If you are organizing an event or attending a gathering in Hamilton, please think twice.

I know many of you are thumbing your noses at recent news and believe COVID-19 is hyped and overblown. I came back from somewhere near the epicenter of the outbreak (Beijing, China) five weeks ago, and I’ve been isolating myself at home1 ever since (strictly for the first three weeks, most of the time these two weeks). Luckily I’m very well at present, but the fear is lingering. I should say this disease is not like a common flu, and I suggest all of us avoid crowds and cancel gatherings of all kinds. Hamilton has seen the first positive case, which may well be just the tip of the iceberg.

Several facts about the novel coronavirus:

  1. Fatalities can be young or old, and the old are just comparatively susceptible. I’ve known a bunch of guys (friends’ acquaintances) aged 21-39 that have succumbed to this disease.

  2. Any damage to the lungs will remain; it is irrevocable for life, although symptoms can be treated and finally disappear.

  3. The virus attacks testicles as well and thus affects fertility in men.

  4. The virus can spread from one person to another within 15 seconds when both of them stand close, wearing no face mask and protective goggle.

  5. The virus can survive several days on hard surfaces.

  6. About half of the carriers do not have symptoms but are able to spread the virus. A few of them may turn out super spreaders.

  7. Depending on techniques, patients may need to take more than one test to know if they are really infected.

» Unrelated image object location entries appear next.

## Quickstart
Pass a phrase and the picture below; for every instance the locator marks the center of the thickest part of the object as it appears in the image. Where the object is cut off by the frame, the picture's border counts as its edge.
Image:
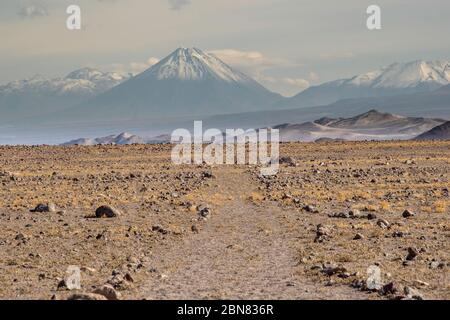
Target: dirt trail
(242, 252)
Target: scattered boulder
(333, 270)
(204, 212)
(323, 233)
(310, 208)
(342, 215)
(108, 292)
(412, 254)
(160, 229)
(408, 214)
(358, 236)
(371, 216)
(86, 296)
(390, 289)
(50, 207)
(412, 293)
(287, 161)
(107, 211)
(383, 223)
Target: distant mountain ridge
(38, 95)
(188, 82)
(120, 139)
(395, 79)
(441, 132)
(371, 125)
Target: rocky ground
(341, 220)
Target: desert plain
(335, 212)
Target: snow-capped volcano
(194, 64)
(85, 81)
(395, 79)
(188, 82)
(38, 95)
(405, 75)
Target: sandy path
(242, 252)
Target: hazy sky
(285, 44)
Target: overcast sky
(287, 45)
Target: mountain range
(441, 132)
(190, 82)
(38, 96)
(395, 79)
(371, 125)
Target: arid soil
(312, 231)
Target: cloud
(296, 83)
(337, 55)
(33, 11)
(133, 67)
(178, 4)
(255, 64)
(252, 62)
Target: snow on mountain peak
(405, 75)
(194, 64)
(83, 81)
(92, 74)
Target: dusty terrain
(291, 236)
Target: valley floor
(311, 232)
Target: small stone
(108, 292)
(371, 216)
(107, 211)
(408, 214)
(50, 207)
(20, 237)
(86, 296)
(354, 213)
(160, 229)
(342, 215)
(287, 160)
(413, 293)
(383, 223)
(323, 232)
(358, 236)
(310, 208)
(412, 254)
(194, 229)
(204, 212)
(390, 288)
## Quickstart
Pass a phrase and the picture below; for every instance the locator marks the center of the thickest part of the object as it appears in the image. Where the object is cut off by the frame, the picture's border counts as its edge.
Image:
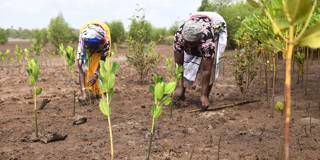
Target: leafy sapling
(19, 54)
(69, 55)
(107, 78)
(175, 74)
(33, 77)
(162, 92)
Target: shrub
(59, 32)
(142, 55)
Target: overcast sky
(37, 13)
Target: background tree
(3, 36)
(142, 55)
(118, 33)
(59, 32)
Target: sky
(37, 13)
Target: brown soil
(242, 132)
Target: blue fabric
(92, 43)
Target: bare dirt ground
(246, 132)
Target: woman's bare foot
(179, 93)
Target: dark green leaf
(159, 91)
(298, 9)
(169, 87)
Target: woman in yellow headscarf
(94, 45)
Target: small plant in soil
(162, 97)
(69, 55)
(174, 74)
(107, 79)
(33, 76)
(19, 54)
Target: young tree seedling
(162, 97)
(174, 74)
(33, 76)
(290, 20)
(107, 79)
(69, 54)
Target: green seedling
(162, 97)
(33, 76)
(2, 56)
(6, 55)
(69, 55)
(290, 20)
(107, 80)
(36, 47)
(175, 74)
(26, 54)
(19, 54)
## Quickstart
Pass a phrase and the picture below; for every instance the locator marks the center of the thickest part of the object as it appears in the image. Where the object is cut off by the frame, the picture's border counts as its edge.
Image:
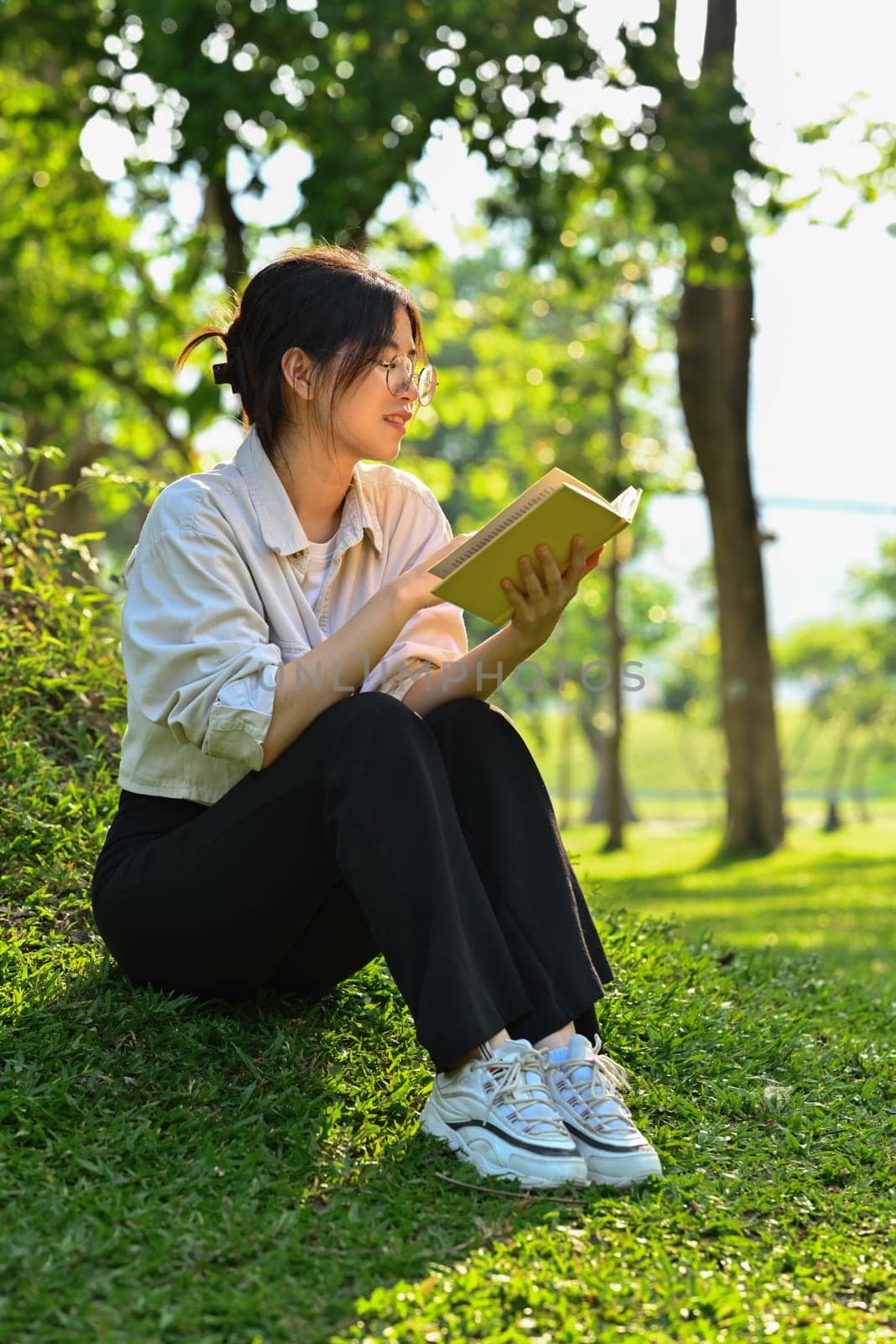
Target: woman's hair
(320, 300)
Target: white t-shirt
(224, 586)
(315, 578)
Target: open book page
(490, 531)
(626, 503)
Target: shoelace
(597, 1092)
(515, 1092)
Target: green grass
(176, 1173)
(831, 894)
(674, 766)
(197, 1173)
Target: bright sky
(821, 416)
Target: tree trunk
(715, 328)
(600, 808)
(715, 331)
(616, 792)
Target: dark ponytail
(320, 300)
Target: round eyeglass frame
(389, 365)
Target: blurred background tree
(548, 358)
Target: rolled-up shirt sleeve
(196, 647)
(434, 635)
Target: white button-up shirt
(215, 604)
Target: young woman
(312, 774)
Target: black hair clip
(234, 371)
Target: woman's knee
(466, 712)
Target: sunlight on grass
(829, 894)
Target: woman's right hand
(414, 589)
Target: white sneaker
(586, 1092)
(497, 1115)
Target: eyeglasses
(399, 375)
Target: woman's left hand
(537, 611)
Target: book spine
(488, 534)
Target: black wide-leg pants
(427, 839)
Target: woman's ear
(297, 370)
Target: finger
(512, 595)
(553, 575)
(575, 569)
(530, 577)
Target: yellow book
(548, 514)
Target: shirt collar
(277, 519)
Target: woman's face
(362, 423)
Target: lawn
(175, 1171)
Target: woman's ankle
(500, 1038)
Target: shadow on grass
(174, 1159)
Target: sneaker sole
(530, 1171)
(631, 1178)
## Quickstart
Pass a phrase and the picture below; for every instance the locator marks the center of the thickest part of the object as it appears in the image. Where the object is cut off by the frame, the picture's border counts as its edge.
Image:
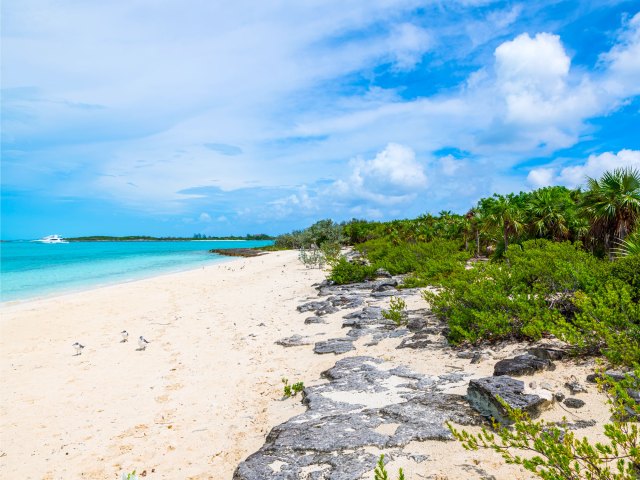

So those who are tested negative at first and take no further test (pseudonegative cases) may still help spread the virus.

What I saw and learned during my stay and on my trips:

  1. Every single passenger aboard was wearing face masks; some even avoided eating all the way (13 hours flight) so that they wouldn’t have to take off the masks or go to the toilet, which was highly dangerous.

  2. Streets were almost empty. All restaurants, cinemas and business venues were closed.

  3. All residents stayed indoors in quarantine. Some communities issued them daily passes and only allowed one person per household per day to come out for shopping groceries, of course with a face mask on. (Yes, bare faces would be considered stupid and denied entrance anywhere.)

  4. Most buses and subways stopped service. A few still in service could expect hardly any passenger.

  5. Clinics, hospitals, and pharmacies became the most dangerous places as patrons might be carriers.

Beijing (population: 23 million) only had some 80 cases when I left. But they were doing all the above to help stop the virus.

Besides, governments (as well as WHO) are not always reliable. They have various reasons to understate the severity or try to cover it up. Some medical workers are still ill-informed in some ways. Yet we only live once. Proactivity is still important.

Be alert2 and stay healthy!


  1. No one asked me to self-isolate. I insisted on doing so out of conscience and commonsense.